There’s nothing, per se, wrong with writing about those things.

Where it becomes a problem, however, is in the way Gerth approaches his project, purportedly an attempt to decide why, after the 2016 election, trust in media nose-dived. Even beyond limiting his project to just the NYT and WaPo – or rather, claiming to; as I showed, he ignored great swaths of the most important work from both – Gerth simply assumes that the thing that damaged press credibility in 2016 was coverage of the Russian investigation, and not any of the other closely linked politicized investigations into one or another of the candidates, including the ones he played a role in. 

There have been at least six investigations, at least four criminal, of events tied to the 2016 election:

  • The investigation into Hillary Clinton’s server that arose partly out of the Benghazi investigation and partly as a result of a hack of Sidney Blumenthal
  • An investigation of the Clinton Foundation, predicated in part by oppo research from Steve Bannon associate Peter Schweitzer, an investigation which leaked in the weeks leading up to the election and which was staffed by an FBI team that included a pro-Trump agent running an informant targeting the Foundation
  • The investigation into two strands of Russia’s influence operation – a hack-and-leak and a social media campaign – which ultimately merged, in part, with Crossfire Hurricane, under Robert Mueller
  • The UNSUB investigation, named Crossfire Hurricane, that attempted to learn which Trump aide got a tip that Russia would intervene to help beat Hillary; this investigation became the Mueller investigation
  • A review by US Attorney John Huber of Uranium One allegations against Hillary
  • The Durham investigation that Bill Barr would initiate, with no evidence that a crime had been committed, into the initiation of the Crossfire Hurricane investigation

That should provide the opportunity to apply a consistent approach to covering the investigations, particularly for someone lecturing others about press standards. But it would require including the Clinton server and Clinton Foundation coverage – coverage including Gerth’s own – somewhere besides the disclosures section. It would require reviewing documentation showing the Trump team’s plotting to find Hillary’s deleted emails – including consideration of plans to reach out to hostile intelligence services to do so. 
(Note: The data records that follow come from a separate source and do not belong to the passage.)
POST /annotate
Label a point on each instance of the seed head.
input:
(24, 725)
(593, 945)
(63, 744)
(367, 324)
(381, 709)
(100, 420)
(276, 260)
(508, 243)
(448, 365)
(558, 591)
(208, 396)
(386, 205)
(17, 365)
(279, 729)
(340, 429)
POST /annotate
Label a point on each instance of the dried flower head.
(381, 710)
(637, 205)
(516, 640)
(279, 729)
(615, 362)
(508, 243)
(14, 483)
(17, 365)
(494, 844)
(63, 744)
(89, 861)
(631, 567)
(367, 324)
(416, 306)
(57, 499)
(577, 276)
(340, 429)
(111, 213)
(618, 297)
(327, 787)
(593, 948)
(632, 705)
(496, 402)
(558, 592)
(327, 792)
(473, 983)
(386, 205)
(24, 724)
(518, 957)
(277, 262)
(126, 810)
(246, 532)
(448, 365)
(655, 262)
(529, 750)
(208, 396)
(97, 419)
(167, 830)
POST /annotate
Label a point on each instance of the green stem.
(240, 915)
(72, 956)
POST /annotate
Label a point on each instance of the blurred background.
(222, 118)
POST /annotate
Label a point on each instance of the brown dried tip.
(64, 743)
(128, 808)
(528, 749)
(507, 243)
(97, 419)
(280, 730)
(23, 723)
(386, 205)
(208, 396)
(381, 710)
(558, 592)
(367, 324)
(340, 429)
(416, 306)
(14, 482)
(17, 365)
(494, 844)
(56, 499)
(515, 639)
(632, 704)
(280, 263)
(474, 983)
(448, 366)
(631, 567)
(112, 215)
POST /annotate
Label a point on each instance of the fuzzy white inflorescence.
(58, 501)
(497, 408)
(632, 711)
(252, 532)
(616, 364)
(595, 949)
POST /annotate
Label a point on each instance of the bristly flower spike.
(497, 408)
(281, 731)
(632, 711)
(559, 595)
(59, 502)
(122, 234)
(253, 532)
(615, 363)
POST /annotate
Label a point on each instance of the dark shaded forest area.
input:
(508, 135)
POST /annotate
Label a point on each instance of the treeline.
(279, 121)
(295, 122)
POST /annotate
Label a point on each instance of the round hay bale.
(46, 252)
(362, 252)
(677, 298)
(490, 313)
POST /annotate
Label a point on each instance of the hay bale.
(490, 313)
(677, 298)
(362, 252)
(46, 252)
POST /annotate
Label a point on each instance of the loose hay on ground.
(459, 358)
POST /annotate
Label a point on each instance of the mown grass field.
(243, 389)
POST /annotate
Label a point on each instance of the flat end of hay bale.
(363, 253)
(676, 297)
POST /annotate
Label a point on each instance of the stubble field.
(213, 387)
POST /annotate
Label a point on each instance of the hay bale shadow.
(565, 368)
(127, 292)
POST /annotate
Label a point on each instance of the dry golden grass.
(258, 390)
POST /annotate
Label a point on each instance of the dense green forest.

And it would require reviewing Trump’s efforts to optimize the release of the files stolen by Russian hackers, something that Mark Meadows, in describing allegations that the Trump campaign might be “benefitting from Hillary Clinton emails,” said would be “collusion.” George Papadopoulos himself told Stefan Halper that “reaching out to wiki leaks or whoever it is … to tell them please work with us, collaborate,” as Stone undeniably attempted, would be “a form of treason.” Yet Gerth doesn’t consider whether the media’s relentless focus on the emails stolen from the Democrats, and not the investigation into that theft, drove at least part of the ensuing distrust in the media.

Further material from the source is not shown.